Although multi-gene panels have proven to be a clinically viable solution, many NGS panels struggle to detect key hereditary CNVs and mosaic forms of CNVs; as this requires exceptional hybridization and capture panel performance, accomplished through high on-target and low duplication rates. In conjunction with panel design and performance, the associated bioinformatic pipelines need to provide high precision and recall of all variants without the need for MLPA analysis or additional ancillary tests.

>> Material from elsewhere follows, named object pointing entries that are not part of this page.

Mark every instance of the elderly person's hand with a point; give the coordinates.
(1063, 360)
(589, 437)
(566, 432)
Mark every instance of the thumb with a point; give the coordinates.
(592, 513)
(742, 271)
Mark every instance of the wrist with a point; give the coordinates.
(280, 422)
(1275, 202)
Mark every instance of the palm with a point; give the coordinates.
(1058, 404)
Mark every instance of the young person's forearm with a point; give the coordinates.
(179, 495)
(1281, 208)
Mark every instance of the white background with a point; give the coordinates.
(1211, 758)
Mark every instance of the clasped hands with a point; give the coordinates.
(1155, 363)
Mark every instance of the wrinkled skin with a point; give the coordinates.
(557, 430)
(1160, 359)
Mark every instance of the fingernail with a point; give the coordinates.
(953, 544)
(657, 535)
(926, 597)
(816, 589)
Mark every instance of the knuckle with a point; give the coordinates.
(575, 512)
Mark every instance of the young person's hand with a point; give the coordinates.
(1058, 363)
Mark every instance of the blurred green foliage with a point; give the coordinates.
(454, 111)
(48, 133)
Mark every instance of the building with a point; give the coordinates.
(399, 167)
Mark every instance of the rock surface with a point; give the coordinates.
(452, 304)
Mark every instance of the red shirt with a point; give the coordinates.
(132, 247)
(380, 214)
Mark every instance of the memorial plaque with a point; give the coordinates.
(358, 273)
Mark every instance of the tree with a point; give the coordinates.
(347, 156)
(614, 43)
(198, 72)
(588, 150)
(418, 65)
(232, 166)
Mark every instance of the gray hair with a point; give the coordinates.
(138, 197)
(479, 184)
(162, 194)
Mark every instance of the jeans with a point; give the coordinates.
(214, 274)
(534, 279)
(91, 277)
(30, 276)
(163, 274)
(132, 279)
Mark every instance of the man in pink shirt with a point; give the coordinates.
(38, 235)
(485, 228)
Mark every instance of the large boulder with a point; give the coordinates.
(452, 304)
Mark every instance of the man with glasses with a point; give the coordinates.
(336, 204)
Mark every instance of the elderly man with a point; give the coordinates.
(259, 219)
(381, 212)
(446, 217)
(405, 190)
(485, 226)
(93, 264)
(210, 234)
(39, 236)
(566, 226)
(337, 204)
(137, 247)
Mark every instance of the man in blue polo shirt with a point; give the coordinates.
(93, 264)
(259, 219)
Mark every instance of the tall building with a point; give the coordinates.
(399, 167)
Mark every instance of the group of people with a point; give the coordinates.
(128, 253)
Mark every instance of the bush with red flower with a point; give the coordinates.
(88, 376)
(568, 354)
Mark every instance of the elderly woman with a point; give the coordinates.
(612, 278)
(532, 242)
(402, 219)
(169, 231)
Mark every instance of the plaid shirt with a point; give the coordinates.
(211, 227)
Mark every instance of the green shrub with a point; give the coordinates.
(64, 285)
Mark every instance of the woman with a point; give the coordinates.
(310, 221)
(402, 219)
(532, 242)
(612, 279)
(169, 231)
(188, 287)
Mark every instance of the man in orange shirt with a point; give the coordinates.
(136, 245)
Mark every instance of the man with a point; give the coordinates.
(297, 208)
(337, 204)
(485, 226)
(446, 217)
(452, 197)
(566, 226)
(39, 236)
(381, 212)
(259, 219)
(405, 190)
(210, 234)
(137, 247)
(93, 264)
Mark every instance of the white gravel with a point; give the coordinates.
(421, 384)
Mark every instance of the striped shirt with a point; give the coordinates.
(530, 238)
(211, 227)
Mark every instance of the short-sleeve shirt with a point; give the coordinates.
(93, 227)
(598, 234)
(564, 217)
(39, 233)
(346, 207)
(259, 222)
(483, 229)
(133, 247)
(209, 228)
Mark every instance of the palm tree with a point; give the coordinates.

The bioinformatic analysis pipeline should be fully automated and have the capability to integrate with decision support software if required, to enable easy and straightforward reporting of CNVs. The pipelines should detect SNVs, indels and CNVs with high precision and recall across all genes recommended in UK NGT directory (Table 2), including the more challenging genes such as MHS2 and BRCA1 for hereditary cancer testing. To achieve maximum sensitivity and robust calling of CNVs from single exons to whole genes, increased coverage of key clinical CNVs may be required, along with the implementation of multiple CNV detection strategies and the use of several CNV callers to fully validate results.

Table 2: Recommended genes for screening hereditary cancer types - from the NGT directory and covered in the GALEAS Hereditary Plus Panel.

Prostate ATM, BRCA1, BRCA2, CHEK2, MLH1, MSH2, MSH6, PALB2
Brain APC, ATM, MLH1, MSH2, MSH6, PMS2, TP53
Sarcoma EXT1, EXT2, MTAP, NF1, RECQL4, SQSTM1, TP53
Pediatric CDKN1C, CTR9, REST, TRIM28, WT1

To improve CNV detection and minimize background noise during CNV calling, a panel of normals built into the bioinformatics software can be used as a reference model. This gives a representation of the expected read depths across the design panel that a single sample can then be compared to. For clinical use, the panel of normals should be acquired using a large cohort of clinically ‘normal’ samples. These samples should be processed using the same library preparation techniques and using the same sequencing workflow as the samples of interest. The data set from the panel of normals will provide a baseline to call CNVs, thereby dramatically improving the accuracy of CNV calling.